Tax Incidence and Behavioural Effects of Taxation
Tax Incidence and Behavioural Effects of Taxation
Good tax policy fundamentally depends on knowledge about the effects of taxation on prices and economic behavior of individuals and firms. For example, income taxes only serve their purpose if they do not yield a massive reduction in labor supply, and corporate taxes are only redistributive if they are not fully shifted to workers by means of lower wages. This project explores the behavioral and price effects of taxes in different contexts using newly available high-quality data from Germany combined with quasi-experimental evidence based on recent tax reforms. In a first part of the project, the incidence of property taxes is examined. It is intended to provide empirical estimates of the incidence of property taxes by studying the question of which share of residential property taxes is borne by landlords and which share is shifted onto tenants. Empirical identification uses the specific institutional setting of property taxation in German municipalities. In a second project, the German Elasticity of Taxable Income (ETI) is estimated.
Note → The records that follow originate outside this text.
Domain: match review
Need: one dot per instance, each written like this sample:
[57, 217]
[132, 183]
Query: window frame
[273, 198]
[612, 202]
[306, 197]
This measure is a key parameter for understanding the welfare effects of income taxation and there is only little empirical evidence for Germany. The study uses administrative tax return data and exploits several tax reforms in Germany over the last decade. Having explored property and income taxes, a third part of the project studies the price incidence of Value-added taxes. The paper studies how consumption prices were affected by a large and salient increase of VAT taxes in Germany. The empirical analysis uses a difference-in-differences design combined with administrative firm-level data.